The goal of this research was a program that could drive the cart through realistic environments. I perceived the task to be barely possible, and approached it in an uninhibited frame of mind; no code was too dirty nor method too specialized, so long as it worked. Though I expected to achieve some scientific insights, they would come as byproducts of honest work, not from a direct assault.

Computer vision, especially for rovers, is in such a tender and undeveloped state (and so marginally feasible) that very little of the prior progress in the field was of any help in writing my program. Nevertheless, my efforts can be seen to have some relation to the other work.
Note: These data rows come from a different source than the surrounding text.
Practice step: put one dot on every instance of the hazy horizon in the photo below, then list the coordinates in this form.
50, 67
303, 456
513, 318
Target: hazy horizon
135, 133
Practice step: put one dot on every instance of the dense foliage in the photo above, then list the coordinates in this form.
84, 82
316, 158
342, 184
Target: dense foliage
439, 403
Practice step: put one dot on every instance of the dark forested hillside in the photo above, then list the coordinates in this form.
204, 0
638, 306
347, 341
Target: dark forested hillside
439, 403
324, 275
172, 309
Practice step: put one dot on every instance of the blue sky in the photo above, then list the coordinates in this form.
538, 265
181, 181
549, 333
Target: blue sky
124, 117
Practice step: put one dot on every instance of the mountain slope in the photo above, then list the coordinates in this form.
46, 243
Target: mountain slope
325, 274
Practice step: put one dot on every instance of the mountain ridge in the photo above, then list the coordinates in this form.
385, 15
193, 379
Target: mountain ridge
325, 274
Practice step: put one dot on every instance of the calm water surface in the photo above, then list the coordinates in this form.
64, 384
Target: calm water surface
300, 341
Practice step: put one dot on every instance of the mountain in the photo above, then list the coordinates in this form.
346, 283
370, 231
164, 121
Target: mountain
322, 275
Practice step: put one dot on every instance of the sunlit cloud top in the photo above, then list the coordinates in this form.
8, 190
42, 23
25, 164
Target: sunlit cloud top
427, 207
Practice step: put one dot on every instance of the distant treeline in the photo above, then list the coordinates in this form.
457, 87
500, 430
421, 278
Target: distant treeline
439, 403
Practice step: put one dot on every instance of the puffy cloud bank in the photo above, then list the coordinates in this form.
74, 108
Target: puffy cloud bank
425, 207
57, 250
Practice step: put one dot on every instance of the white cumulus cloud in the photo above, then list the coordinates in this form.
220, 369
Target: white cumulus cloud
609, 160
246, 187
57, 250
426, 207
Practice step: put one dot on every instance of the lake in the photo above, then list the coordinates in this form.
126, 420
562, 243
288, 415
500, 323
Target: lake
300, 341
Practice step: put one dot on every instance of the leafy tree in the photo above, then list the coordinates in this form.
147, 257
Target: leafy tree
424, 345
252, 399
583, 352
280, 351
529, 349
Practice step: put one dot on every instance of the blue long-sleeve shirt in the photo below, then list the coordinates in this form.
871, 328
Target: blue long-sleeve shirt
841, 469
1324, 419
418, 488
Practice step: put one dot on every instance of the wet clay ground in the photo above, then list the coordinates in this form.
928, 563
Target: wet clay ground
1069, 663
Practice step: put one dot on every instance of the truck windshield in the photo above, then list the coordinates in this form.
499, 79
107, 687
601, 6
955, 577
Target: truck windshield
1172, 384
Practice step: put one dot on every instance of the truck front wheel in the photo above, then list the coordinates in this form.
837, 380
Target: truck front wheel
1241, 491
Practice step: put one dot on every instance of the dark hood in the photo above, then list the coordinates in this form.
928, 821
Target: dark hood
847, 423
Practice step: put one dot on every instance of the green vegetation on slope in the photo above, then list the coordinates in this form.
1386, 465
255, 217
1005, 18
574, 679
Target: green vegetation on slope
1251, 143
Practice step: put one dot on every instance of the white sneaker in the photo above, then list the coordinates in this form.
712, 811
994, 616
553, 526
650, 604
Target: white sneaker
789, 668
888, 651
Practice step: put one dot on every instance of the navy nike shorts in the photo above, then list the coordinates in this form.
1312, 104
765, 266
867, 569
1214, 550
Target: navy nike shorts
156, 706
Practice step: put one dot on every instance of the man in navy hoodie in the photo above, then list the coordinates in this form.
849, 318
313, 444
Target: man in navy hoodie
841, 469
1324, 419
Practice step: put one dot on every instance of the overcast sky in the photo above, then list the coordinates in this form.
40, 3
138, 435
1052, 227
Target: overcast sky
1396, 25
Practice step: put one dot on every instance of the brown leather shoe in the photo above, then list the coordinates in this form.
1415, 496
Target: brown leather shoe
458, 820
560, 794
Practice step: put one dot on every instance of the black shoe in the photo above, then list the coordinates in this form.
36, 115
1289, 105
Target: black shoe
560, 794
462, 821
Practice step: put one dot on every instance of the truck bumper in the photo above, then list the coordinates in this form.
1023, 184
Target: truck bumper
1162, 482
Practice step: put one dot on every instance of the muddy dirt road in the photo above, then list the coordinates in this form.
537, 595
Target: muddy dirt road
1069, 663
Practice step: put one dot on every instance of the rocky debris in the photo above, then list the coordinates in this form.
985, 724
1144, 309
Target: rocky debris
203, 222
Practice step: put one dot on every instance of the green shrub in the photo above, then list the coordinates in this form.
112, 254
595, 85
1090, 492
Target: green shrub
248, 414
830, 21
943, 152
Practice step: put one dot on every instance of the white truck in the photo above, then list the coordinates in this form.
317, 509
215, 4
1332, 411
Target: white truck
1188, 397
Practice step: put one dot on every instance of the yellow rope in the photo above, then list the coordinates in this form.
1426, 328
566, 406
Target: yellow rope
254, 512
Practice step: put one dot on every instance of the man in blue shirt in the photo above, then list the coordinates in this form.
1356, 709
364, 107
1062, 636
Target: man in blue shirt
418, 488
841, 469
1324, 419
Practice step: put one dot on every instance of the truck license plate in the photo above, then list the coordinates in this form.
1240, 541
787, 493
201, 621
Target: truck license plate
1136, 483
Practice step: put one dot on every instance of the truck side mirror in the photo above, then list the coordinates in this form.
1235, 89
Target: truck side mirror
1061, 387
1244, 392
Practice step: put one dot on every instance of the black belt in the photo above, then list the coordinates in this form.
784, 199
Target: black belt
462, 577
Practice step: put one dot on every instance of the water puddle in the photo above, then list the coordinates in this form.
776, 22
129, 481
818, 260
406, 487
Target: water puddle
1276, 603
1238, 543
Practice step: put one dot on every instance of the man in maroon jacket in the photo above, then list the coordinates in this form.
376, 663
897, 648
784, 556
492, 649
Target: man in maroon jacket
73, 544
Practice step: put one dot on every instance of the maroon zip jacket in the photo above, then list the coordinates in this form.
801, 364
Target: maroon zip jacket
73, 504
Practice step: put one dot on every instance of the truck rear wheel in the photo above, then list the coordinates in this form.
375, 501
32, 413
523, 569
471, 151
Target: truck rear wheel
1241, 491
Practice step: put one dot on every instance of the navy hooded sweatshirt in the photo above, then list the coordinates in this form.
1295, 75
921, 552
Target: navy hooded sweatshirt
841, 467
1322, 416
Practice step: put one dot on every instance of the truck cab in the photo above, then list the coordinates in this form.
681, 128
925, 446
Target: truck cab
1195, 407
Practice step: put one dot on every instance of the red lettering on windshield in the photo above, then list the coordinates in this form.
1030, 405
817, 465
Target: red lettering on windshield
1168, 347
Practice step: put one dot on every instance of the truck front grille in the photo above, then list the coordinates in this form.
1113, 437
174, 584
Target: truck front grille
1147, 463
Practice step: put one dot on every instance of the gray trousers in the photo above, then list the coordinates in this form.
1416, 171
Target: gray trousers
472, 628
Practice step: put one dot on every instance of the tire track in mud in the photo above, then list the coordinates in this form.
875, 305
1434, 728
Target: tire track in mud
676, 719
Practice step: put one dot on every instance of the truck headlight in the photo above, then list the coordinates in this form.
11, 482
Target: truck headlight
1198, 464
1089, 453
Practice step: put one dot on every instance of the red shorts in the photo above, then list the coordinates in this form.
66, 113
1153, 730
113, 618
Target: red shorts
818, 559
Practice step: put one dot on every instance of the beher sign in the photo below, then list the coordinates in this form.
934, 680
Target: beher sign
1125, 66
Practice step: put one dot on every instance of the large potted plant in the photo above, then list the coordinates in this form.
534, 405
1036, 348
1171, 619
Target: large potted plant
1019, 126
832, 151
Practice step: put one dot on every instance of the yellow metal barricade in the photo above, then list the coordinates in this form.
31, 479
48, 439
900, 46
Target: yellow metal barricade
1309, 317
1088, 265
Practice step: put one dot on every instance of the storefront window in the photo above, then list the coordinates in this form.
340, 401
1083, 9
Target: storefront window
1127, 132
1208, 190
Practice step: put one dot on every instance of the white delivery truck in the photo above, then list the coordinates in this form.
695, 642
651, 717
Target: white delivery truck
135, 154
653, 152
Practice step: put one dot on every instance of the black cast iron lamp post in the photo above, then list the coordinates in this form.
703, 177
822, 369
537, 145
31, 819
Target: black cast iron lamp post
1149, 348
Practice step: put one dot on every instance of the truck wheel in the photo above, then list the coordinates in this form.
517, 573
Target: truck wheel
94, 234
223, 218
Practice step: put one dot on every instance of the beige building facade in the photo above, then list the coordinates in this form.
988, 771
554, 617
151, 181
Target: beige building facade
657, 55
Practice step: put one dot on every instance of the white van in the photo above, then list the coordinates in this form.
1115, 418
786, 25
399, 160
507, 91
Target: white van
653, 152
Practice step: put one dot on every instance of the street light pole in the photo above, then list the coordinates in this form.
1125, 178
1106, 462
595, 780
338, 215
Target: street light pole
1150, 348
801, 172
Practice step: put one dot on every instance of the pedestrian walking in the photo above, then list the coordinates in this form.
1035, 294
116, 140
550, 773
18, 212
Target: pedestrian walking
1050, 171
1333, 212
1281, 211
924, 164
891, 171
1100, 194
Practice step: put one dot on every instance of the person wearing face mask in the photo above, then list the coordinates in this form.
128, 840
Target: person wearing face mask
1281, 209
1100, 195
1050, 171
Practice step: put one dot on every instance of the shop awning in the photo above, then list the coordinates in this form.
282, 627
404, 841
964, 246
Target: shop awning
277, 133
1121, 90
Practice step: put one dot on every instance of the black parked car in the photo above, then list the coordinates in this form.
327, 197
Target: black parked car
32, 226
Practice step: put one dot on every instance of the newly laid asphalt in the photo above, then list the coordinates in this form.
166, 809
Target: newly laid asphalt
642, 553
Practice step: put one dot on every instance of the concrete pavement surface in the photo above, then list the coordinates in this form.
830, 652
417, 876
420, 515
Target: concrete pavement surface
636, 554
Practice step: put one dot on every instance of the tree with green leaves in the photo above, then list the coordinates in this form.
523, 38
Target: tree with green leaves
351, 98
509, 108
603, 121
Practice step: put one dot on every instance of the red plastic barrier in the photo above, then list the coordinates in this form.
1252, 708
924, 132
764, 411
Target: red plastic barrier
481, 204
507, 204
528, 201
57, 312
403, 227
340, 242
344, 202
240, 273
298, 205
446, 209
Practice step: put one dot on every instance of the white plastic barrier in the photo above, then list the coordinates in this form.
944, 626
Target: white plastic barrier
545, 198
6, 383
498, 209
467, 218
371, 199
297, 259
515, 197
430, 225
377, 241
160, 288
With further development, some of the other methods might even be useful in future cart-like systems.

For understandable reasons, much of the work on extracting three dimensional information from pictures has been done with picture pairs, in imitation of human binocular vision.

Viking Mars Lander picture pairs processed by Gennery \ref{G1} originated from a camera pair. The Mariner 9, and Apollo 15 photograph pairs processed by Quam and Hannah \ref{QH1}, were taken by the same camera at different locations while the spacecraft were orbiting Mars and the Moon. The aerial photograph pairs used by Arnold \ref{A1} were taken successively by a single camera aboard an airplane flying over the scene.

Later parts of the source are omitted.